Renormalization flow for the 2D nonlinear stochastic heat equation: pointwise statistics and universality
Alexander Dunlap, Cole Graham
TL;DR
The paper analyzes the two-dimensional stochastic heat equation with scale-dependent, weakly attenuated noise and proves that the system is stable under a renormalization flow that redefines the nonlinearity via a root decoupling function. By connecting pointwise statistics to a forward–backward SDE (FBSDE) and introducing a decoupling flow governed by a parabolic PDE, the authors extend the known results to a broad, $L^{2}$-subcritical class of nonlinearities and show universality of limiting statistics: coarse-grained fields converge in Wasserstein distance to law-identified limits independent of the noise’s fine structure. A key methodological achievement is an induction-on-scales framework that propagates renormalized dynamics through exponential time-scales, yielding both one-point and multipoint asymptotics with quantitative convergence rates.
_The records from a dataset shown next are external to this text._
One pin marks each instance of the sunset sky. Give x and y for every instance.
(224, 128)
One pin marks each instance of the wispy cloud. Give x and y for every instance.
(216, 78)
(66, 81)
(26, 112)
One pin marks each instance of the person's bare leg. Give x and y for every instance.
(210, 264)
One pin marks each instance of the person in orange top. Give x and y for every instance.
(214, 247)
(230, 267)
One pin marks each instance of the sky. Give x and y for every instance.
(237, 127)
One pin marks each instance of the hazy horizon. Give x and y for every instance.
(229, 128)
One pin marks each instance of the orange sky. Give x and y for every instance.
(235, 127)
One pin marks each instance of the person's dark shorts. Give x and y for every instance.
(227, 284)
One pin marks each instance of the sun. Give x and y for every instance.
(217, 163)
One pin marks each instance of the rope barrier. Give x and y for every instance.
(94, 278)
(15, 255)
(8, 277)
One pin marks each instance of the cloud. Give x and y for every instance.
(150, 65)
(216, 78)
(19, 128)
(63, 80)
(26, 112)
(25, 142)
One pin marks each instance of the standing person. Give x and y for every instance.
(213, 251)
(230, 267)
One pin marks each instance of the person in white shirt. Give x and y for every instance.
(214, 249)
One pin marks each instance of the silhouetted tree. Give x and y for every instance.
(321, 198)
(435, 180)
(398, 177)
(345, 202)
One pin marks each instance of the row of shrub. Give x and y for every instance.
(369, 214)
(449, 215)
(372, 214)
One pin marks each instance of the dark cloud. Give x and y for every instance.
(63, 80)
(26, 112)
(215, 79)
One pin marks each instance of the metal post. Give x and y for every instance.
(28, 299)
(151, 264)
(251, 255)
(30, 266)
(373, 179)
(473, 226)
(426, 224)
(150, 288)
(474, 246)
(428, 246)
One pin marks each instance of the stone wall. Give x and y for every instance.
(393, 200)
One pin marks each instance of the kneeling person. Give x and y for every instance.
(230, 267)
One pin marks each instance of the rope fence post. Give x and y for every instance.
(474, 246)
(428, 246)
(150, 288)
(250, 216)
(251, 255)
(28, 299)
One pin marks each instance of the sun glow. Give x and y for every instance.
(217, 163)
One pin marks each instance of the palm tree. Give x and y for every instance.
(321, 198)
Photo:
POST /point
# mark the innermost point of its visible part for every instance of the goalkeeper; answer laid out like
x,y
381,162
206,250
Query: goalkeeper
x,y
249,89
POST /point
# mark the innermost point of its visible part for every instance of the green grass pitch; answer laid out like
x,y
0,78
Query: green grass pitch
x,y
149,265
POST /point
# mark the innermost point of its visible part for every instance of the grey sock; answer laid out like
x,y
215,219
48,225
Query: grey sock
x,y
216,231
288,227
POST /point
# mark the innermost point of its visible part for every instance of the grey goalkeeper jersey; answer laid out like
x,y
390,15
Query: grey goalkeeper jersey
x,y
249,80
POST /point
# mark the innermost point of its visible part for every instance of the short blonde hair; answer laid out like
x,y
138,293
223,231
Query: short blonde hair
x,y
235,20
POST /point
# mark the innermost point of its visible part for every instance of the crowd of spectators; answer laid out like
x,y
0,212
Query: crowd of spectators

The results illuminate how nonlinear stochastic PDEs in critical dimension exhibit robust, universal behavior under renormalization, with potential implications for related KPZ-type and directed-polymer models in two dimensions.
Abstract
We consider a two-dimensional stochastic heat equation with noise correlated at scale $ρ\ll 1$ and of strength $|\logρ|^{-1/2}σ(v)$ depending nonlinearly on the solution $v$. Under certain conditions, the first author and Gu have shown that the one-point statistics of $v$ converge in law as $ρ\to 0$ to the terminal value of an associated forward-backward SDE. Here, we show that the 2D stochastic heat equation is stable under renormalization with a new effective nonlinearity tied to the decoupling function of the forward-backward SDE. This allows us to extend the pointwise results to a much broader class of nonlinearities. We also show that these limiting pointwise statistics are insensitive to the fine details of the noise, and thus universal.